O STF retoma nesta sexta-feira (15) o julgamento da deputada licenciada Carla Zambelli (PL-SP), acusada de porte ilegal de arma de fogo.
O Supremo Tribunal Federal (STF) retoma nesta sexta-feira (15) o julgamento da deputada licenciada Carla Zambelli (PL-SP), acusada de porte ilegal de arma de fogo e constrangimento ilegal contra o jornalista Luan Araújo, em 29 de outubro de 2022, véspera do segundo turno das eleições presidenciais. Na ocasião, Zambelli sacou uma arma em via pública, no bairro dos Jardins, em São Paulo, e apontou o armamento para o jornalista, apoiador do então candidato Luiz Inácio Lula da Silva (PT).
Segundo o Ministério Público, a parlamentar violou os limites legais do porte de arma para defesa pessoal, que proíbe o uso ostensivo em locais com aglomeração. Ainda conforme a denúncia, Zambelli teria constrangido a vítima ao ordenar que se deitasse no chão sob a mira da arma.
Maioria pela condenação
O julgamento do caso teve início em março e já conta com maioria formada pela condenação da deputada a 5 anos e 3 meses de prisão, além da perda do mandato. O relator do processo, ministro Gilmar Mendes, foi acompanhado por Cármen Lúcia, Alexandre de Moraes, Flávio Dino, Cristiano Zanin e Dias Toffoli. O processo foi temporariamente suspenso após o pedido de vista do ministro Nunes Marques, mas volta agora à pauta para deliberação final.

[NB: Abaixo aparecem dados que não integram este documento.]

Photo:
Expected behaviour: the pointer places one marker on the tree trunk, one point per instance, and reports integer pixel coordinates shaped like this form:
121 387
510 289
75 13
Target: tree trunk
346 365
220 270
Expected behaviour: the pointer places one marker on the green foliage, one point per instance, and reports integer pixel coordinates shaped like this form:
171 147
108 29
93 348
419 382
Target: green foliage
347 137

Zambelli está atualmente detida em Roma, na Itália, enquanto aguarda o andamento do processo de extradição. A prisão decorre de outra condenação já transitada em julgado, imposta pela Primeira Turma do STF, por envolvimento na invasão dos sistemas do Conselho Nacional de Justiça (CNJ) e inserção de documentos falsificados. A decisão fixou pena de dez anos de prisão, pagamento de R$ 2 milhões e a cassação do mandato parlamentar.

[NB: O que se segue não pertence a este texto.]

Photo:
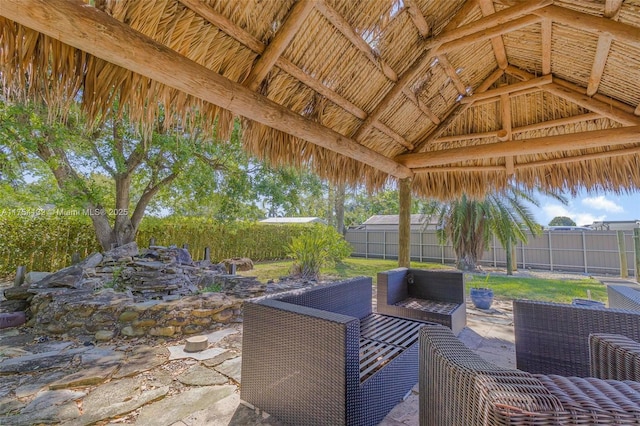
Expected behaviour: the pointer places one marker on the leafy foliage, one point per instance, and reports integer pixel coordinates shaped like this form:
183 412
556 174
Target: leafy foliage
319 246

De acordo com a Procuradoria-Geral da República, a deputada orientou o hacker Walter Delgatti Neto a produzir um mandado de prisão fraudulento contra o ministro Alexandre de Moraes, como se tivesse sido assinado por ele próprio. Zambelli foi detida em 29 de julho, após quase dois meses foragida.
Câmara analisa execução da cassação
Na Câmara dos Deputados, o processo de execução da perda de mandato referente à condenação pelo caso do CNJ avança sob responsabilidade da Comissão de Constituição e Justiça (CCJ). No início de agosto, a CCJ aprovou os nomes que serão ouvidos na tramitação. Um pedido da defesa de Zambelli para acareação com Delgatti foi negado por falta de previsão regimental.
A parlamentar será ouvida por videoconferência. A formalização da cassação dependerá da conclusão de todas as etapas previstas no regimento interno da Casa.